The cross-entropy loss is computed only on the generated positions:
$$\mathcal{L} = -\frac{1}{n_g} \sum_{t \in \mathcal{G}} \log p_\theta\!\left(x_t \mid x_{<t}\right)$$
Conditional tokens contribute zero to $\mathcal{L}$. Yet the full sequence
of length $n = n_c + n_g$ passes through every transformer layer during the forward pass.
$G_3$ issues a query that attends over all $n_c + (t_{G_3} - 1)$ preceding tokens,
including every conditional position. Its output aggregates their value vectors:
$$o_{G_3} = \sum_{i \,\leq\, t_{G_3}} \alpha_{G_3,\, i} \cdot \underbrace{W_V \, h_i}_{\text{value at position }i}$$
$W_V$ is applied to $h_i$ at every attended position — including $h_1, \ldots, h_{n_c}$.
This is the key dependency that determines where gradients flow.

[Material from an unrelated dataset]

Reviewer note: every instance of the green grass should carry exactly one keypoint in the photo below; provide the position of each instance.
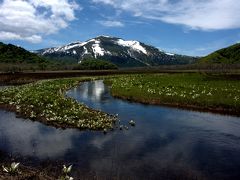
(45, 101)
(186, 90)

The gradient of $\mathcal{L}$ with respect to $W_V$ sums over all attended positions at each generated step:
$$\frac{\partial \mathcal{L}}{\partial W_V}
= \sum_{t \in \mathcal{G}} \;\sum_{i=1}^{t}
\frac{\partial \mathcal{L}}{\partial o_t}
\cdot \alpha_{t,i} \cdot h_i^\top$$
Because $i$ ranges over $1, \ldots, n_c$ as well, every conditional $h_i$ contributes
a non-zero outer-product to $\partial\mathcal{L}/\partial W_V$.
The same holds for $W_K$ through the key path. $W_Q$, $W_O$, and the MLP weights only
accumulate from generated positions, since only those positions generate loss.
Weight
Gradient from $\mathcal{C}$ (conditional)
Gradient from $\mathcal{G}$ (generated)
$W_Q$
✗ none
✓ yes
$W_K$
✓ yes
✓ yes
$W_V$
✓ yes
✓ yes
$W_O$, MLP
✗ none
✓ yes
Consequence for memory.
Because $h_i$ for $i \in \mathcal{C}$ must be available during the backward pass
(to form $h_i^\top$ in $\partial\mathcal{L}/\partial W_V$),
the activations of all $n_c$ conditional tokens must be retained after the forward pass —
even though they produce no loss.
Processing the prefix under torch.no_grad() severs this dependency,
removing $\mathcal{C}$ from the gradient graph and eliminating their activation storage cost.